General Electric (GE), GE Capital's corporate parent, has gotten some of its old mojo back lately, reporting impressive earnings last Friday and scoring an analyst upgrade only this morning. It clearly expects a return on its investment but with even the bookstore's president, Mike Edwards, admitting that the "current environment" surrounding the company remains challenging to say the least, this novel could yet end in Chapter 11.

Also check out Borders’ E-Reader Poses Little Threat to Apple, Amazon and GE Stock Rises After State of the Union Address.

He’s currently otherwise engaged in Davos announcing the commitment of $50 million for early childhood vaccinations, but Microsoft's (MSFT) Bill Gates must be wishing he could also inoculate his company against the sort of early earnings release which bedeviled the tech giant yesterday afternoon. Shares are slumping in tandem with equities almost everywhere, though the numbers were actually quite good.

This stock has essentially been dead money for a decade now while Apple (AAPL) and others have stolen Mr. Softee's thunder, but the Rodney Dangerfield reputation is arguably undeserved. Its newly launched Kinect for Xbox 360 has actually outsold the iPad and its Vista debacle is now comfortably in the rearview mirror.

Hard as it may be to get excited about an erstwhile tech titan for its dividend, Microsoft also now yields a respectable 2.30%. With corporate spin-offs all the rage at present, a bold move like separating its entertainment business -- now 19% of total revenues -- may ultimately make sense. In the meantime the firm continues to perform well in enterprise platforms, so shares may be worth another look at current valuation levels.

Also check out Microsoft’s Stony Silence Doesn’t Bode Well for Windows Phone 7, Google Chrome OS Is Microsoft’s Nightmare, and Where’s All the Kinect Sex?

Sara Lee Corp's (SLE) former CEO Brenda Barnes had unfortunate health issues long before people began noticing Steve Jobs’ declining health or the tragic cancer diagnosis of American International Group's (AIG) Bob Benmosche. It was the saddest of several issues to have plagued one of this country's most iconic consumer goods companies, whose best-known brands also include Hillshire Farm, Ball Park, and Jimmy Dean. The company has undergone about six years of restructuring in a bid to streamline itself and enhance investor value. (Wonderbra was, until 2006, one of the labels it also owned; hardly a synergistic fit given its other brands.) Even so, it's been a long time since stockholders could say "nobody doesn't like" the firm. Shares in the Downers Grove outfit, down 4.75% yesterday, are off again today after announcing it will separate itself into two separate public companies, a transaction expected to be complete early next year.

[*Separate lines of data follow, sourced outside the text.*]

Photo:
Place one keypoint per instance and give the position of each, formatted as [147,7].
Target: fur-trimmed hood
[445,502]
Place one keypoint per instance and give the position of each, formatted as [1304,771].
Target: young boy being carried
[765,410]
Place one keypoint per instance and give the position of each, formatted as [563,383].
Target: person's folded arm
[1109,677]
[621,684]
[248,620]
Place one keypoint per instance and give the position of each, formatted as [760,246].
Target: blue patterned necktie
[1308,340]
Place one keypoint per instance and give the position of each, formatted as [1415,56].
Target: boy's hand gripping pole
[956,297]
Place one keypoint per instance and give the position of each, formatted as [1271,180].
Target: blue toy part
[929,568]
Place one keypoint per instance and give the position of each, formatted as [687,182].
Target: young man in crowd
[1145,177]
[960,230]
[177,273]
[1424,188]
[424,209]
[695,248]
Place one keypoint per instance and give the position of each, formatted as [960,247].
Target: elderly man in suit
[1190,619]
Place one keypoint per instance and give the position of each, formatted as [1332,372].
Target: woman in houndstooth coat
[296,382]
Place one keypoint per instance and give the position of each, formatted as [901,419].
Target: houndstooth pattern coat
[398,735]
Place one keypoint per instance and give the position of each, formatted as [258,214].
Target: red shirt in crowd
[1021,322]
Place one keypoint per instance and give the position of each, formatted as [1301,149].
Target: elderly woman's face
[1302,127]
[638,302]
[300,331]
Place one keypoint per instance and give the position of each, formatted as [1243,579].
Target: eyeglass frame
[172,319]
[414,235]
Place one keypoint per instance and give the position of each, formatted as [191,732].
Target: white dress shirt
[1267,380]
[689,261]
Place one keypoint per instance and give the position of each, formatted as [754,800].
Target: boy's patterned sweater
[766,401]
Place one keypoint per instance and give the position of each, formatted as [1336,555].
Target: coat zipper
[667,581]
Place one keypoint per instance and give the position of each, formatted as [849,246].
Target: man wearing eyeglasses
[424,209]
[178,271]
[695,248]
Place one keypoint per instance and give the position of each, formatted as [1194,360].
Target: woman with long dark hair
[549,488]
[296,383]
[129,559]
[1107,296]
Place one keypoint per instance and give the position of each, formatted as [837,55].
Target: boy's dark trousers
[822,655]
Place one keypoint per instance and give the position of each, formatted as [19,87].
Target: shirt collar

The dual entities are its North American Retail and Foodservice businesses, a tax free spin-off, plus an as-yet-unnamed outfit comprising its current International Beverage and Bakery businesses, as well as the North American beverage business. Sara Lee has paid dividends continuously for more than 65 years, and it just announced another payout, so investors are admittedly being paid to wait while the turnaround bears fruit. We wish them well, though the wait has thus far been far longer than expected and tested the patience of many investors.